Contributions to Adatpive Web Sampling Designs

Open Access
Author:
Xu, Hong
Graduate Program:
Statistics
Degree:
Doctor of Philosophy
Document Type:
Dissertation
Date of Defense:
February 28, 2007
Committee Members:
  • James Landis Rosenberger, Committee Chair
  • Steve K Thompson, Committee Chair
  • Vernon Michael Chinchilli, Committee Member
  • Runze Li, Committee Member
  • Mosuk Chow, Committee Member
Keywords:
  • cost
  • adaptive sampling
  • sampling
  • adaptive web sampling
  • resampling
  • nonresponses
Abstract:
Investigation of the characteristics and estimation of quantities of hidden and hard-to-access population are of interest to scientists.
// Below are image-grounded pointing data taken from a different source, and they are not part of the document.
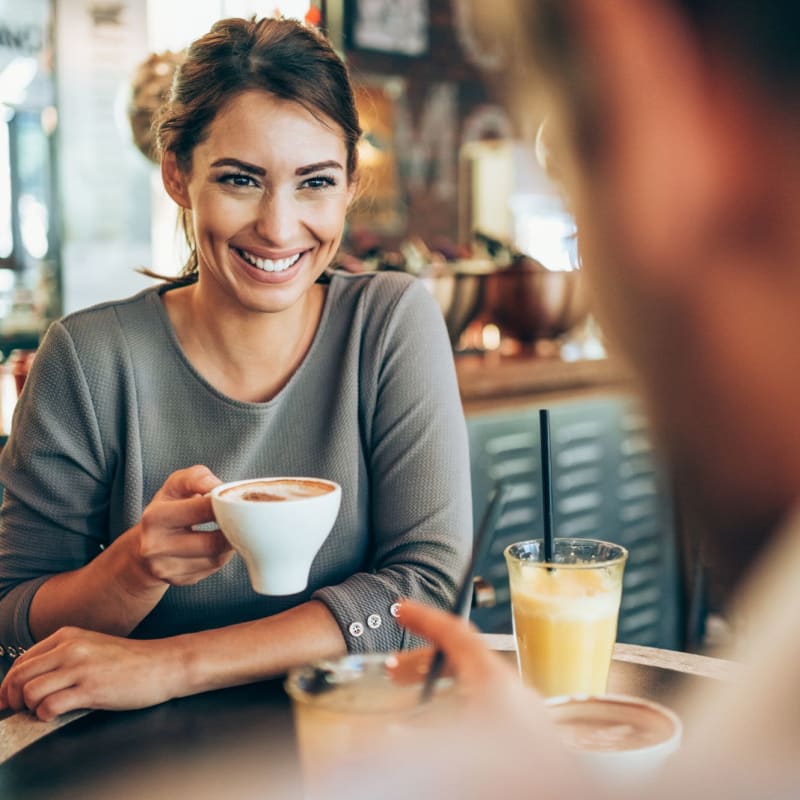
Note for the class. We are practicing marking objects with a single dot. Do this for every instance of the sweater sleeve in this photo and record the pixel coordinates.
(54, 506)
(420, 496)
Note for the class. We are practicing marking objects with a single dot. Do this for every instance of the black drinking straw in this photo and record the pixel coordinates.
(483, 540)
(547, 483)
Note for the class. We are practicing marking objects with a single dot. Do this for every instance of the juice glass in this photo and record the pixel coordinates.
(565, 612)
(348, 707)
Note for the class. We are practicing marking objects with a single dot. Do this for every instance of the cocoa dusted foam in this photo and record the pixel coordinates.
(277, 491)
(598, 725)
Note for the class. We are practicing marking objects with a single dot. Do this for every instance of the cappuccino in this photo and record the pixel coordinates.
(277, 525)
(619, 738)
(276, 491)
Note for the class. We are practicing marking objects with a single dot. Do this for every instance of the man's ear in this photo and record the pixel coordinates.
(676, 133)
(174, 180)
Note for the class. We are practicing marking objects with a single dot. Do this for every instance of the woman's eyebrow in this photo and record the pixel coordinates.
(242, 165)
(318, 166)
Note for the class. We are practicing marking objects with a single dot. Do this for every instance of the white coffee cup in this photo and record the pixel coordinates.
(620, 739)
(277, 525)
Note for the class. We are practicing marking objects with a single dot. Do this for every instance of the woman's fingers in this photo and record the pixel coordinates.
(75, 669)
(198, 479)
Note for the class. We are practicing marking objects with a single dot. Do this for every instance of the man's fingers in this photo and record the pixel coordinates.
(471, 659)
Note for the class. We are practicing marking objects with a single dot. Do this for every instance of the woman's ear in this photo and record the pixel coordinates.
(174, 180)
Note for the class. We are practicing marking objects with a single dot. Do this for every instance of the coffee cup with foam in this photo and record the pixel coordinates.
(620, 739)
(277, 525)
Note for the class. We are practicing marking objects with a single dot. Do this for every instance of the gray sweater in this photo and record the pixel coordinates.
(112, 407)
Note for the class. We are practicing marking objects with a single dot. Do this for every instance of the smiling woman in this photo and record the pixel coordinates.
(258, 360)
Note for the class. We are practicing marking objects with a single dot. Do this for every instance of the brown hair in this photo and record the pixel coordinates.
(280, 56)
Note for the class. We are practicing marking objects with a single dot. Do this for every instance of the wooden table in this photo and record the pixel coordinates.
(236, 743)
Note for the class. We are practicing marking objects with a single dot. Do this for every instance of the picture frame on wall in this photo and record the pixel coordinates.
(400, 27)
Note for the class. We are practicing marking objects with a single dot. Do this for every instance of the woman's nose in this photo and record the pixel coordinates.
(277, 218)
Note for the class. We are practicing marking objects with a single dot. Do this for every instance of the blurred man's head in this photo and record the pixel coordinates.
(677, 127)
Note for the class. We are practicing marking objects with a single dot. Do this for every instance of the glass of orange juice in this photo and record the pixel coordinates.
(565, 612)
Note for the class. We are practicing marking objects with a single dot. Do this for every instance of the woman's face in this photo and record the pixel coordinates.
(268, 193)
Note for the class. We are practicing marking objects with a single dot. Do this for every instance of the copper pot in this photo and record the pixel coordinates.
(460, 288)
(529, 302)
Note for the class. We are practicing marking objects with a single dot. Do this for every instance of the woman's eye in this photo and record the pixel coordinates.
(318, 182)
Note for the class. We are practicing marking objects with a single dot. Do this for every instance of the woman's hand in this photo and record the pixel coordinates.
(75, 669)
(116, 590)
(164, 547)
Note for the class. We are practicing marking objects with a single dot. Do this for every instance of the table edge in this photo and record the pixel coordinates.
(675, 660)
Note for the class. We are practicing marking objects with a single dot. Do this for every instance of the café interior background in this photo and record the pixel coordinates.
(81, 207)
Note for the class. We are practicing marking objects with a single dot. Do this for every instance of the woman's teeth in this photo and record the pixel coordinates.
(267, 264)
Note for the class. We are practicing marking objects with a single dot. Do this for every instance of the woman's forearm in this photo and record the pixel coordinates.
(252, 651)
(110, 595)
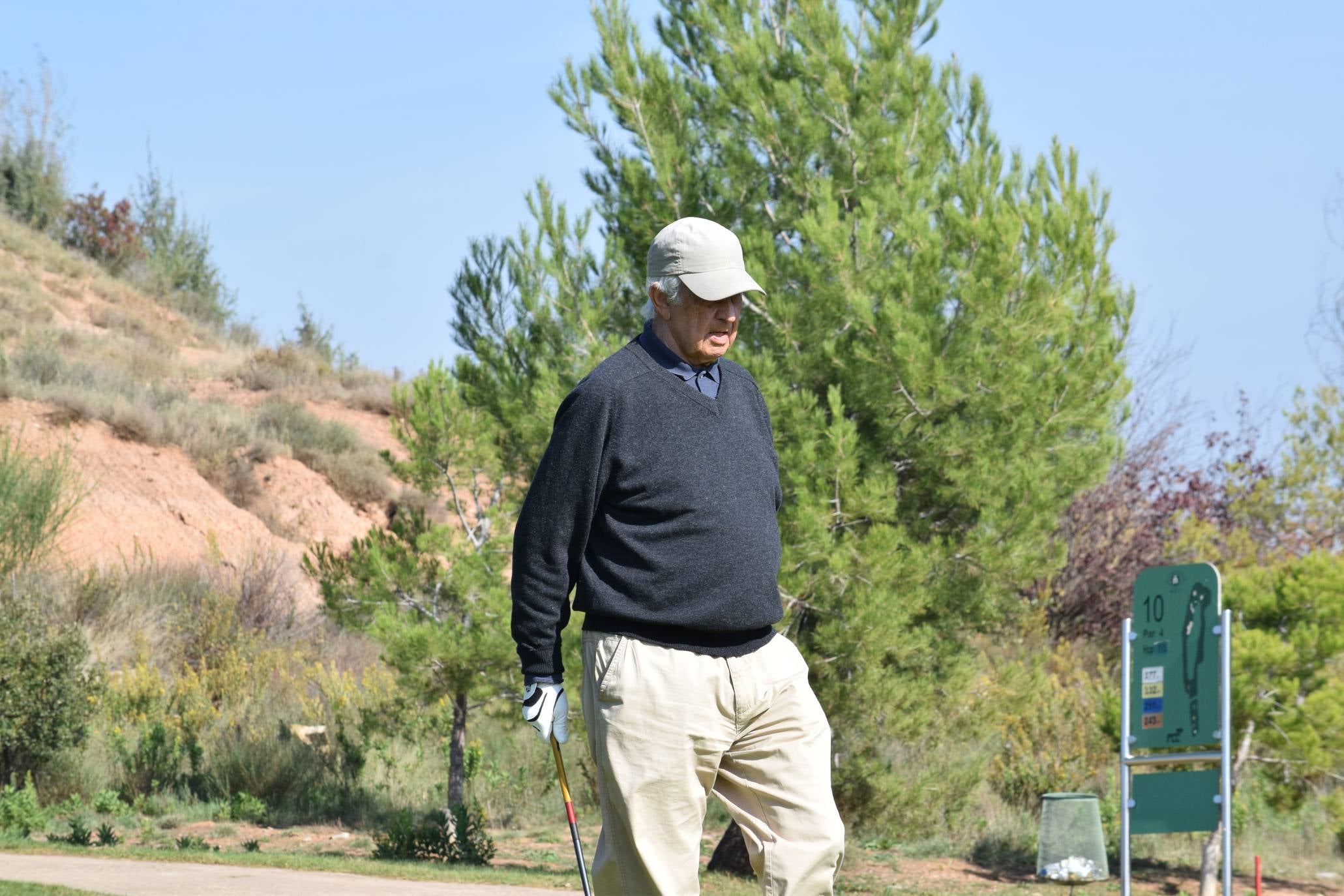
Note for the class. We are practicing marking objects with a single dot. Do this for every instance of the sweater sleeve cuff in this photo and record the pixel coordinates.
(542, 680)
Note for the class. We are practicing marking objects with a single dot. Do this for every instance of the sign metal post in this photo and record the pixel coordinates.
(1179, 692)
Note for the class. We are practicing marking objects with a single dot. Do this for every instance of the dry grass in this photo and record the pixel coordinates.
(130, 363)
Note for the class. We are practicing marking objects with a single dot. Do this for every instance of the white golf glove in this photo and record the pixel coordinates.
(547, 709)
Such populations are difficult to target because of their elusive nature or other prohibitive characteristics. So crafting designs of a representative sample and creating estimation methods to obtain efficient information from the sampled data are core challenges for people who investigate sampling theories and applications. Thompson (2006a) proposed an adaptive web sampling ( AWS ) scheme which takes into account the social networks between subjects to get a more efficient sample, and the procedures are more flexible than adaptive sampling. Three papers which contribute to AWS are included in this thesis. They focus on new resampling mythologies to improve the inferential estimation, produce designs with practical restrictions to minimize the cost and maximize the sampling simultaneously and model based estimation for non-responses. Simulated and real data sets are used to demonstrate implementation.